Singgah; ketika pencarian selalu dimulai dimana saja.
Membaca Singgah sejenak menimbulkan pertanyaan besar di kepala saya, sebenarnya apa arti kata pulang itu sendiri? Ketika memakai kata Singgah, bisa diartikan sebuah perjalanan sedang dilakukan. Kemana? Perjalanan tersebut tentang apa?
Beberapa jawaban alternatif kemudian akan diberikan oleh 11 penulis yang bercerita dan memaknai kata singgah itu sendiri. Beberapa diantaranya telah saya kenali dengan baik frasa mereka ketika bercerita. Selebihnya? Beberapa tulisan membuat saya terhenyak dengan twist yang ditawarkan.
Ketika membuka barisan daftar isi, mata saya langsung tertuju pada cerita Para Hantu dan Jejak-Jejak di Pasir. Adalah Adellia Rosa yang mengajak kita untuk mendengarkan cerita tentang Rosetta yang kehilangan orang tuanya di laut dan hamper pula kehilangan saudari kembarnya. Cara Adel bercerita menimbulkan sensasi tersendiri. Ketika saya merasa sudut padang skizofrenia dijabarkan di beberapa bagian.

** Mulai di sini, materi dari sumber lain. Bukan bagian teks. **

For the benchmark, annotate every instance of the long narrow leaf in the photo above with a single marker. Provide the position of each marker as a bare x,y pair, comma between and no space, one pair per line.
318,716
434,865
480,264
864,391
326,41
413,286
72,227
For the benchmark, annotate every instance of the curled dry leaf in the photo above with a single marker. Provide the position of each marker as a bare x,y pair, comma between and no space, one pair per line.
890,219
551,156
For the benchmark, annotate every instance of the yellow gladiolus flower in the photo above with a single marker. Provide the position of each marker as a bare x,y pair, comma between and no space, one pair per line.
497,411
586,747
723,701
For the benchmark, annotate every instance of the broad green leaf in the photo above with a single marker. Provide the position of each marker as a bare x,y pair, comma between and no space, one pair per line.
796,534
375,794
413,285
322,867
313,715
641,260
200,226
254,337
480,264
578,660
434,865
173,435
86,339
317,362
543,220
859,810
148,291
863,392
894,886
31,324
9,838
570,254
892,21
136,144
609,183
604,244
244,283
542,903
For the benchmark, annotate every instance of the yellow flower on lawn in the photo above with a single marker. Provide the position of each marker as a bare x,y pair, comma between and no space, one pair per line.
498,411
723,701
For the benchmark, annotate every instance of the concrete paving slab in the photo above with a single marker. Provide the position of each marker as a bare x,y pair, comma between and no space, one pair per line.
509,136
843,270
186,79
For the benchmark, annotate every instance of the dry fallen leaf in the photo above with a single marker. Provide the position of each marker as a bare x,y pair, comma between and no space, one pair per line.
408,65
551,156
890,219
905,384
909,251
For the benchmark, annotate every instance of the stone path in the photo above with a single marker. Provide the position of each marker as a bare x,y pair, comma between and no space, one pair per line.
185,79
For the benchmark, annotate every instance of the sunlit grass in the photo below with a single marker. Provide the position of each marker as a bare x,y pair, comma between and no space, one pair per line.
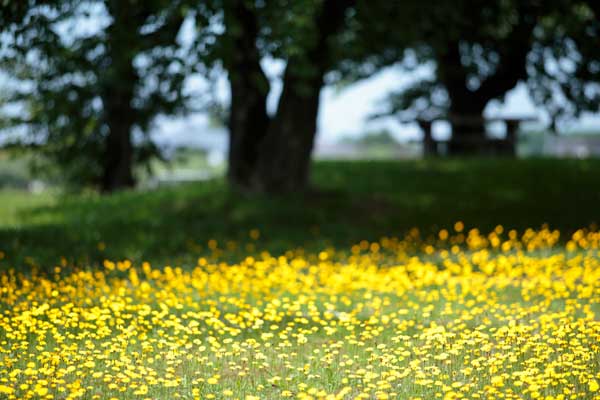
461,315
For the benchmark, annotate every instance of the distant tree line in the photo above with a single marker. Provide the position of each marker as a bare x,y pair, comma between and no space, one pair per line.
87,79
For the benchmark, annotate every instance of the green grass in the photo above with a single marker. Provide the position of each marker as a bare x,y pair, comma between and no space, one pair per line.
354,201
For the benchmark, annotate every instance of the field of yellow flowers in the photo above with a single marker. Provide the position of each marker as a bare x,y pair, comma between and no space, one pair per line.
463,315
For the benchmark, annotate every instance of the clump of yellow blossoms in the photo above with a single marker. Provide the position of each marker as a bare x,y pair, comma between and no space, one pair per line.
459,315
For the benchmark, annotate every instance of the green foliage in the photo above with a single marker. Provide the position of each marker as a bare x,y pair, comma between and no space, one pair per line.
564,63
79,68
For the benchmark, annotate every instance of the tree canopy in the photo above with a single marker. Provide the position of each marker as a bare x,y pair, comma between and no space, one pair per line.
89,78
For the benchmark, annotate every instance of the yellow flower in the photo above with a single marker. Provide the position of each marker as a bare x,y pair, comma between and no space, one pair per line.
6,389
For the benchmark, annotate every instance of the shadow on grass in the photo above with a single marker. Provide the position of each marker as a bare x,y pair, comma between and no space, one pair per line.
356,200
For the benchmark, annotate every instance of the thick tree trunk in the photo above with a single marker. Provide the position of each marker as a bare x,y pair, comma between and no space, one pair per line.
117,97
287,147
465,105
248,118
118,159
273,156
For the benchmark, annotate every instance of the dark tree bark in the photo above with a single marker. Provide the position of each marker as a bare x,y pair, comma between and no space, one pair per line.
248,118
273,155
287,147
117,99
466,106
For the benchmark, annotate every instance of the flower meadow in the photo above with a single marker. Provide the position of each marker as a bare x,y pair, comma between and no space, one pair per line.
461,314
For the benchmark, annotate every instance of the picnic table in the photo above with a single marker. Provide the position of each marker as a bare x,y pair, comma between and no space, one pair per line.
474,141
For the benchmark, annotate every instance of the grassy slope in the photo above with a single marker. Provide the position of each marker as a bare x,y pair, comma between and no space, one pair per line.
356,200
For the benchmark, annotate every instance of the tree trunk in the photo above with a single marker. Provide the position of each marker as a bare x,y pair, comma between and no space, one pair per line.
118,159
248,118
117,97
286,149
273,156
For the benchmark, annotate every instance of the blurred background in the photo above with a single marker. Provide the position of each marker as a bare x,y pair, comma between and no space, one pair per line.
212,119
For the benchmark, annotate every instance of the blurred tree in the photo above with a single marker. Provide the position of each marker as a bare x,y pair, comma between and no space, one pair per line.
477,50
564,70
272,153
89,78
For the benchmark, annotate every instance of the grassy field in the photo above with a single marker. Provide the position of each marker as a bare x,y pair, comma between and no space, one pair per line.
409,280
355,201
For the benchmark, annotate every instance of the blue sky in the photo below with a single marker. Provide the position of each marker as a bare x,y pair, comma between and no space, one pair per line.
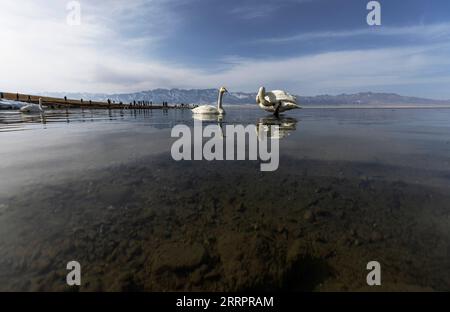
304,46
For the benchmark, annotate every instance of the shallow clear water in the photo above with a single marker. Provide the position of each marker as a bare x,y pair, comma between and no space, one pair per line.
101,188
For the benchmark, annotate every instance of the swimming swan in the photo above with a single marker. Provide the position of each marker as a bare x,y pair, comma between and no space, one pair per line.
209,109
276,101
32,108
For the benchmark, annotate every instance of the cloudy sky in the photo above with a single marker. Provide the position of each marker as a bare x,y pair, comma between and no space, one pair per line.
305,46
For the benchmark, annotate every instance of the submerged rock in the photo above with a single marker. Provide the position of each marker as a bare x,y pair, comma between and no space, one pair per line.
176,256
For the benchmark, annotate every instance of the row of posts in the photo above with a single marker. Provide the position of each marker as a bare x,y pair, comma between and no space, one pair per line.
134,104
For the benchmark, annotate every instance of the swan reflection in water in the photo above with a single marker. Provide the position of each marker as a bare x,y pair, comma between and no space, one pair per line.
286,125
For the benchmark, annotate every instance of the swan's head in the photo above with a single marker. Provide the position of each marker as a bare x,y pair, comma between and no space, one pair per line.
260,95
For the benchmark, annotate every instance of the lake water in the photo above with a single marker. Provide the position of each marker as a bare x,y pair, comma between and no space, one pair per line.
101,188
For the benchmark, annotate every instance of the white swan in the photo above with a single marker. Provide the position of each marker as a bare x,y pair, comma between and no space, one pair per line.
32,108
276,101
209,109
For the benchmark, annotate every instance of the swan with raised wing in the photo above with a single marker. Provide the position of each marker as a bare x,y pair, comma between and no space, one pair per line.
32,108
276,101
212,110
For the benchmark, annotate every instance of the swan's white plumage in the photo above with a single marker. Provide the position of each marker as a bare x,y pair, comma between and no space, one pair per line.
276,96
209,109
275,101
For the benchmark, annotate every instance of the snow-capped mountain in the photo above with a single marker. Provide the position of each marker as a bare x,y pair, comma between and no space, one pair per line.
204,96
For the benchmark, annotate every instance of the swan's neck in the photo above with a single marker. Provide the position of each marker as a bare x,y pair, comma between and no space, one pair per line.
262,97
219,101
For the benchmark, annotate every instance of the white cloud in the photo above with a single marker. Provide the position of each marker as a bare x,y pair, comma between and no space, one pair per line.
430,32
40,52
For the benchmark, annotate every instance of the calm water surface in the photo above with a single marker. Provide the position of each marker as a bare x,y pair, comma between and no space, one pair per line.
101,187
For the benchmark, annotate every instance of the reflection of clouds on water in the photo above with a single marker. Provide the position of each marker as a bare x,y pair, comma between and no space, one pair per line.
286,125
207,117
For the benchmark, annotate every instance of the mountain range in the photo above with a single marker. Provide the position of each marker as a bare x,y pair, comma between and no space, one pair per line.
199,96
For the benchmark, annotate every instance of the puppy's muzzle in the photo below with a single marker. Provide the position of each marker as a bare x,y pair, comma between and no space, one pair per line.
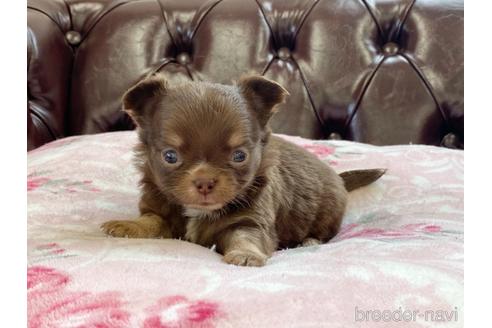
204,186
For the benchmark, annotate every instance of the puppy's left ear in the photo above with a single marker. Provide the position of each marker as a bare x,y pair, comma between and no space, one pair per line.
262,95
137,100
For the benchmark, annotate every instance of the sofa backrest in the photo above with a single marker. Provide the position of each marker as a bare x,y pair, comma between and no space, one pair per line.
380,72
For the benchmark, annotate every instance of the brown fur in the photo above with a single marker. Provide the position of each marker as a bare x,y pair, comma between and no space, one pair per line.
280,196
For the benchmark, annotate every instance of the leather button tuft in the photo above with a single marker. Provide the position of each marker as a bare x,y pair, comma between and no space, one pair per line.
390,49
335,136
183,58
450,140
73,37
283,53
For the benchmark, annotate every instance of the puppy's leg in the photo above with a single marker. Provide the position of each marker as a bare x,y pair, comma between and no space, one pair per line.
246,246
148,225
310,242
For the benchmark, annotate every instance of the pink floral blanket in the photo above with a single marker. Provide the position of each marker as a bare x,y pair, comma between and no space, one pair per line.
397,262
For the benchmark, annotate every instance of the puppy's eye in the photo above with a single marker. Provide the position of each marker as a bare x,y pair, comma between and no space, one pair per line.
238,156
170,156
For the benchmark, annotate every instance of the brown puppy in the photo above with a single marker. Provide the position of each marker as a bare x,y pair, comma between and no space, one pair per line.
214,175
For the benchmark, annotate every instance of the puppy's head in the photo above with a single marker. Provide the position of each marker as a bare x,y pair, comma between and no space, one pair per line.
203,142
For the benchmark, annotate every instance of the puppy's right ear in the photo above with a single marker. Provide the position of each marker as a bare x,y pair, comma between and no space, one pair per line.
137,101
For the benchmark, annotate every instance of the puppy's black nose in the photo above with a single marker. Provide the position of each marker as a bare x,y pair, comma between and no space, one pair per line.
204,186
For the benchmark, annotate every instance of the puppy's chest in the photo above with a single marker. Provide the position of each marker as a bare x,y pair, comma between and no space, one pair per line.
200,229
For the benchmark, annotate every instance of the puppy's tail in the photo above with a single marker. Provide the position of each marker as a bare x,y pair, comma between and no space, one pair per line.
360,178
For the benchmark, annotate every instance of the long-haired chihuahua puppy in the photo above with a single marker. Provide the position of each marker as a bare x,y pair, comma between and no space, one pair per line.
213,174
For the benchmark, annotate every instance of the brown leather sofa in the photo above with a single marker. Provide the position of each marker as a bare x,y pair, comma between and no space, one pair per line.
380,72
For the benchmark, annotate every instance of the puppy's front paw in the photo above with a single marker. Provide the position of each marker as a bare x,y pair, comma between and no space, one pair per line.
245,258
130,229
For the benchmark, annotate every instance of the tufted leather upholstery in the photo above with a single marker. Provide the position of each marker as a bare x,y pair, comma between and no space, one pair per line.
381,71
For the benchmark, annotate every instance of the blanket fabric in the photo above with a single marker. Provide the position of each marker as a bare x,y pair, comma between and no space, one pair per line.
397,261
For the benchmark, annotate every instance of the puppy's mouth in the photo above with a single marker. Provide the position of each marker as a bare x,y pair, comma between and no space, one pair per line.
205,206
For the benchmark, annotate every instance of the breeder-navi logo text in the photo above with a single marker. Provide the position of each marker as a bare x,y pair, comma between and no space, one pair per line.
400,315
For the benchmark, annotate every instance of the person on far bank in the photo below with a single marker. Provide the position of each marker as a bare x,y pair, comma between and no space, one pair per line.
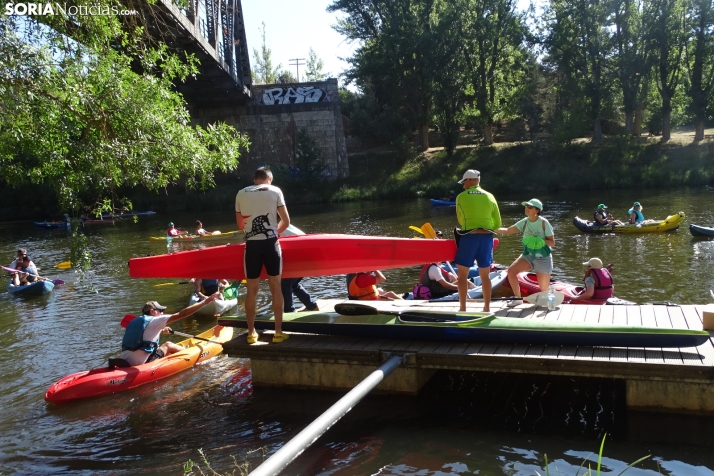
478,215
258,207
141,338
635,213
602,217
173,231
538,238
598,281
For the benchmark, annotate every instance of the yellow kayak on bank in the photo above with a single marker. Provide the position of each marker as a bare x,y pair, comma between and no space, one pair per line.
672,222
207,237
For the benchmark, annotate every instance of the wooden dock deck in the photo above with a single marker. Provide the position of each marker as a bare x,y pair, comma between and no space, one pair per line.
669,379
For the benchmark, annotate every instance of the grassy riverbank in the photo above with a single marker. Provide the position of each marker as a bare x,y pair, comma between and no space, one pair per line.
617,162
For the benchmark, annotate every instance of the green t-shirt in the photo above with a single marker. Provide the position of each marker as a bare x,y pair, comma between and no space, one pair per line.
476,208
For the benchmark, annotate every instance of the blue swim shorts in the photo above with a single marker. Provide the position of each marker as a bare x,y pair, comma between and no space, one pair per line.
475,247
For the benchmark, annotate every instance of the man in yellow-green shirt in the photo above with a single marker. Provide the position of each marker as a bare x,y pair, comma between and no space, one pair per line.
478,216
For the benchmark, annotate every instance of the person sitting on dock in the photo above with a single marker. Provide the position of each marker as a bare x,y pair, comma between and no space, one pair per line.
598,281
173,231
602,217
635,213
141,338
439,281
363,287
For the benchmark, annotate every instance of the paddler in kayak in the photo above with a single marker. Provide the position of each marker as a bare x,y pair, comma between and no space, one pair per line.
173,231
598,281
538,238
635,213
141,338
478,215
363,287
257,210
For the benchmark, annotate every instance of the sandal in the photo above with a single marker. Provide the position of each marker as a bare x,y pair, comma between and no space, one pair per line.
278,338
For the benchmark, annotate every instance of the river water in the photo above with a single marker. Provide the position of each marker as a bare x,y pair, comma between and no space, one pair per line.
462,423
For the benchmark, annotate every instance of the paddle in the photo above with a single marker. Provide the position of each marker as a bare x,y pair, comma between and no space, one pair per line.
358,309
56,282
130,317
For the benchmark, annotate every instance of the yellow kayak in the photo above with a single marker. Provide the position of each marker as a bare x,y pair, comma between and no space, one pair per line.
672,222
208,237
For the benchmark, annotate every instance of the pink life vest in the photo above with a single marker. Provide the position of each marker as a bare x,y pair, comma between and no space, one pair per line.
603,283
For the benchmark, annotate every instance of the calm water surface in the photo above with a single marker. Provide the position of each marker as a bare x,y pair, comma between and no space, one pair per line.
462,423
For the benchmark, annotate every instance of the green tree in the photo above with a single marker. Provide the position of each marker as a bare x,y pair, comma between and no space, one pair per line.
492,35
578,42
665,25
314,64
394,38
632,63
700,61
75,115
263,70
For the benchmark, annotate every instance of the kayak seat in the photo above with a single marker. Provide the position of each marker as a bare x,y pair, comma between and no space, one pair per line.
118,364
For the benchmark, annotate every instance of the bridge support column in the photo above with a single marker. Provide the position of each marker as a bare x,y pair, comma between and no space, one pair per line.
335,376
668,396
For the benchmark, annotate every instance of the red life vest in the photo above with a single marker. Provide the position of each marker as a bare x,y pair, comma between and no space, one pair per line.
603,283
354,292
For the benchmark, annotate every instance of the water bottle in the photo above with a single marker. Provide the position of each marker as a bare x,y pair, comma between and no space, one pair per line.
551,298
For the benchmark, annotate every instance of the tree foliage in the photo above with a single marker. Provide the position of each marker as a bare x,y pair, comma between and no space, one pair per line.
74,113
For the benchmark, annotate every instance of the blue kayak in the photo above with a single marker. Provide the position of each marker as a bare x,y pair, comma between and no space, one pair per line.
442,203
37,288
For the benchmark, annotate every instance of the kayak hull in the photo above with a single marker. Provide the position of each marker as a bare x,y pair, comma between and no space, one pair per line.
476,327
303,255
528,283
102,381
220,306
212,237
670,223
697,230
51,224
37,288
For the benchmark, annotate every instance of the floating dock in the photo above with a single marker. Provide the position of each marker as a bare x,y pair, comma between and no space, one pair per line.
668,380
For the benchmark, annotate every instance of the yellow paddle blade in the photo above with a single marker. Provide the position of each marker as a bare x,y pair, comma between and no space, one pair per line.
428,231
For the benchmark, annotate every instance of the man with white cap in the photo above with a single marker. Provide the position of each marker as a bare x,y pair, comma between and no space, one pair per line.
141,338
478,215
598,281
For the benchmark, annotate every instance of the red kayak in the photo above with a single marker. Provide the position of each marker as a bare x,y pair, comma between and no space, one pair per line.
529,285
303,255
102,381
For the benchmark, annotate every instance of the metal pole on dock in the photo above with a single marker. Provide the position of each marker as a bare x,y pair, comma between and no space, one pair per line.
281,458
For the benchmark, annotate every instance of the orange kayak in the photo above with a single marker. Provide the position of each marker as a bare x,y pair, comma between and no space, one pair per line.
96,382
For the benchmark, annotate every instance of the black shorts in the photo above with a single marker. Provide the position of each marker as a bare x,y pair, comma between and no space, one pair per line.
155,355
262,252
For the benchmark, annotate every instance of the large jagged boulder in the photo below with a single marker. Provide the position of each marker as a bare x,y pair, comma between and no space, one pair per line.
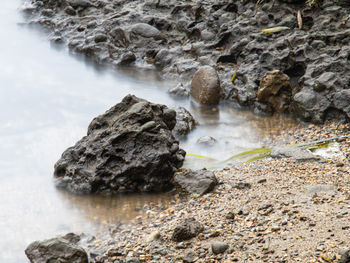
274,90
205,86
59,249
130,148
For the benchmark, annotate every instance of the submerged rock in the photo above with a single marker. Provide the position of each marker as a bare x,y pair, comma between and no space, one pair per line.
130,148
195,182
188,229
179,38
205,86
59,249
184,122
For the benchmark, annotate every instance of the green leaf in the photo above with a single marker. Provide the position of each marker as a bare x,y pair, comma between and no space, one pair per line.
261,156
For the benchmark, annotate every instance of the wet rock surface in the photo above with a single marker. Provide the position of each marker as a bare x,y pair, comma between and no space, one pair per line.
130,148
205,86
188,229
296,153
195,182
60,249
178,38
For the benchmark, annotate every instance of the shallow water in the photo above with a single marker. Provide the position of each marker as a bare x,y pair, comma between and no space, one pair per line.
48,98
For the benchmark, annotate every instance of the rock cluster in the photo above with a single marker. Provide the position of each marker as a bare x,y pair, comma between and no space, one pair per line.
179,38
130,148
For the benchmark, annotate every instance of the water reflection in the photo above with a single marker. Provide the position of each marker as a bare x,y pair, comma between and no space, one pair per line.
47,100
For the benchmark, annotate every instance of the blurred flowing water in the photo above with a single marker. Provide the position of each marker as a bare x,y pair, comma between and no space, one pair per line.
48,98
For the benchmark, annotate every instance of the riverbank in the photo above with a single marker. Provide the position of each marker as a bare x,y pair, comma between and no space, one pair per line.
272,210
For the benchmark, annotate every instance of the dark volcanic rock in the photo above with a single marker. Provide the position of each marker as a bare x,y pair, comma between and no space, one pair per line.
128,148
178,37
60,249
184,122
274,90
296,153
195,182
205,86
345,257
188,229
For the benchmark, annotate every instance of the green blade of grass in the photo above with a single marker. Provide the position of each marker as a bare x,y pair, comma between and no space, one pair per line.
261,156
201,156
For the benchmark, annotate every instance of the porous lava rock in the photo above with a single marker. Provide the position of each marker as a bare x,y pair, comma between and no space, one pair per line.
59,249
129,148
205,86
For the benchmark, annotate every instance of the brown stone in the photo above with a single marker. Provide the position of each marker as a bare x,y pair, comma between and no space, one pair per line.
205,86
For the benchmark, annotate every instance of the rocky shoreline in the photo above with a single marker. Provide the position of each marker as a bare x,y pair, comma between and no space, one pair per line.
179,37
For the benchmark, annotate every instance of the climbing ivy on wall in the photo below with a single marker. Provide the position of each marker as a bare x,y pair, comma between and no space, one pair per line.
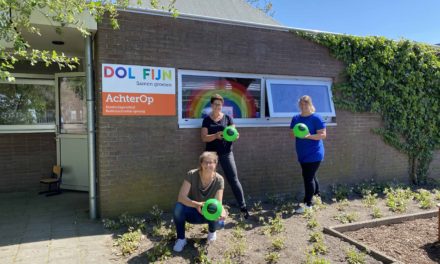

Sebenarnya kehilangan apa yang paling perih dibandingkan dengan kehilangan kenangan?
Kata kenangan menjadi tema besar sebagian cerita. Simak saja cerita Menunggu Dini dan Memancing Bintang. Diajaknya kita menyusuri bagian terdalam pikiran manusia, ketika pelan-pelan sebuah kenangan tidak akan pernah bisa lepas dari benak. Apakah itu tentang cinta pertama, ataukah ketika harus memilih antara mengejar mimpi dan meninggalkan orang yang sangat dicintai.
Entah mengapa banyak segmen yang digambarkan dalam seluruh cerita bersetting di dermaga, laut, peron stasiun, ataukah ruang tunggu lainnya. Semua ini seakan menebalkan arti kata Singgah yang bisa dipahami oleh semua orang. Kemana semua cerita akan berlabuh. Setelah satu peristiwa besar, mampukah kita melangkah maju? Ataukah justru harus tertahan dengan kenyataan yang tidak bisa ditinggalkan?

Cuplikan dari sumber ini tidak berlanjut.